Sarah Hart's work has been seen in Taos gallery shows as well as in posters for local bands and theater companies. "We actually bought a couple of her pieces. I admire her work, and her work ethic and professionalism. I'm delighted to have her in this show."

Ric Farley has lived and worked in Lowbrow hot spots, such as Los Angeles and Amarillo "He's a Taos guy now, but he's got that West Texas feel. He worked with the Cadillac Ranch art installation project. His work is vivid."

Petro's work reveals staggering depths when viewed with 3-D glasses provided by the gallery. "Even kids who come in and are unimpressed with everything in the place -- they look at Petro's stuff and they're floored.The detail and the way he paints is so different."

Ryan Singer is a Diné artist based in Albuquerque. "I love to see people who can paint, who bring a different perspective and cultural references -- from Southwestern influences to 'Star Wars' imagery. The amalgamation of how he combines these elements is something all his own."

Sam Yeates was an early artist-in-residence at Armadillo World Headquarters, the legendary music venue in Austin, Texas. "I met Sam way back in college," Moon recalled. "I told him, 'If I ever start a gallery, I want to show your work.' All these years later, here we are. He was one of the first artists who inspired me to work."
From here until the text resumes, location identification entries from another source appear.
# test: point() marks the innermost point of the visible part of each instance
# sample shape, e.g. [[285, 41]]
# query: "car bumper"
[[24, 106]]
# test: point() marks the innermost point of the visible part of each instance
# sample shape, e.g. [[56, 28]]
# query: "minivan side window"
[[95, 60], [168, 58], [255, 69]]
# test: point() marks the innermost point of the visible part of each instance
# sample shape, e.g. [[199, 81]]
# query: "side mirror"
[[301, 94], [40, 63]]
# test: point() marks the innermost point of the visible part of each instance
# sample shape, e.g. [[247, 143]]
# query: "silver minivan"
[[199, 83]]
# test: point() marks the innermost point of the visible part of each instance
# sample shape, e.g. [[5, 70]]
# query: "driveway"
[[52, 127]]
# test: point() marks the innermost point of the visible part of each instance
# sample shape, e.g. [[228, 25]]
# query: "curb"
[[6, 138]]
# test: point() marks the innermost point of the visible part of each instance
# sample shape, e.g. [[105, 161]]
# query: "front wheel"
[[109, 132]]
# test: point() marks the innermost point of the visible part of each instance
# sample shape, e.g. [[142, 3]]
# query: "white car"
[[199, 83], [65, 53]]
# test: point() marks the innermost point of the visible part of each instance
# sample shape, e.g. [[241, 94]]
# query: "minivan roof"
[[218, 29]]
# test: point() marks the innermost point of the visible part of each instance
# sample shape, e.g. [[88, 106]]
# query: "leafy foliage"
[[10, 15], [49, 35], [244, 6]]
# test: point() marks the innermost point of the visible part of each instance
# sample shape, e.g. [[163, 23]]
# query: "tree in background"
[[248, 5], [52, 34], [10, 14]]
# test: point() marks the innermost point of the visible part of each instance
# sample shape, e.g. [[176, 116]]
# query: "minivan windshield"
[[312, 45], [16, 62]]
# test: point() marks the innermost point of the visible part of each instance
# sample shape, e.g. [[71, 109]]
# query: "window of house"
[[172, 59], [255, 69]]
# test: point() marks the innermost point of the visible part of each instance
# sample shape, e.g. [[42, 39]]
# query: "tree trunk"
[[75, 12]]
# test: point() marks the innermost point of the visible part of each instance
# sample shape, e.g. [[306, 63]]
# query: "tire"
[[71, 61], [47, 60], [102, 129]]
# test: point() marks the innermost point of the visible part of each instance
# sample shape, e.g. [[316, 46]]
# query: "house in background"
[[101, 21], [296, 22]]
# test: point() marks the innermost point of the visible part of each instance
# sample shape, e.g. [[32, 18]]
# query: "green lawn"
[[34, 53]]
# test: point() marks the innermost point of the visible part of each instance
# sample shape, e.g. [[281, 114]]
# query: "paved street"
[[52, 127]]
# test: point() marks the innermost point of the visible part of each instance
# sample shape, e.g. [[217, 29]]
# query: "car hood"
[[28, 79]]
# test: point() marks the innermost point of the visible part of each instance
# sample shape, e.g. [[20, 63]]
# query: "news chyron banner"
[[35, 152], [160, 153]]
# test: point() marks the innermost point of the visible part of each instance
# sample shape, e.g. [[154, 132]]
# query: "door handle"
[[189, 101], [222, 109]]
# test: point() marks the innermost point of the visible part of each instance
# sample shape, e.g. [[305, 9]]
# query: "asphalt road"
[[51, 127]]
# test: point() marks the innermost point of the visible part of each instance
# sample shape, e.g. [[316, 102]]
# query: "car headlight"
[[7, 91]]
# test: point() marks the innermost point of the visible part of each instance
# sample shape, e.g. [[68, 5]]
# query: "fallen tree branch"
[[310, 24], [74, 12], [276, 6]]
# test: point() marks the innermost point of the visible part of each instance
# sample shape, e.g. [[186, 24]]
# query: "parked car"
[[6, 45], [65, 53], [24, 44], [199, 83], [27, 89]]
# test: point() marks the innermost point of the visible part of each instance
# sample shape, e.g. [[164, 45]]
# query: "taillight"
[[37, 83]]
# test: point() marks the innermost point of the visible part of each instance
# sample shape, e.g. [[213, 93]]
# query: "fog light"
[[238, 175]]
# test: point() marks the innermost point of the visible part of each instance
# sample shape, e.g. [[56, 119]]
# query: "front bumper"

Harold Romero works in digital prints on aluminum. "He's somebody new for me," Moon said. "I got introduced to his work when he came in to show me his stuff, and I was so impressed. The pieces have this glow to them."

Gary Aagaard has done two juried shows at Moon's gallery. "He's a very fine painter. These juried shows give you a chance to take a run and see how your client base reacts. You recognize talent as a painter. I like his subject matter, treatment and style."

Marvin Moon is Greg Moon's father, and a renowned artist. "He's been showing in Taos since about 1975. He did a lot of Pop work in the 1960s. Even though he's a classically trained educator with a Ph.D. in art education, the majority of his own collection is original comic book art, which is such an important influence in this movement. His work in this show is like coming back to roots."

The gallery owner's words about his own work: "I'm just the guy that gets tired of doing one thing over and over. If a night painting isn't looking alive to me, I go over and work on a light box. I don't like artists that take themselves too seriously. There can be many hard truths that are best expressed through humor."

He spoke about the Lowbrow movement's revitalizing effect on the art community. "If we're going to attract a new client base, we need an educated younger populace to take us in new directions in addition to the traditional. The approachability of this art appeals to people. They can point at the walls and laugh, and I'll love that. If people really enjoy it and they want to take one home, that's great too."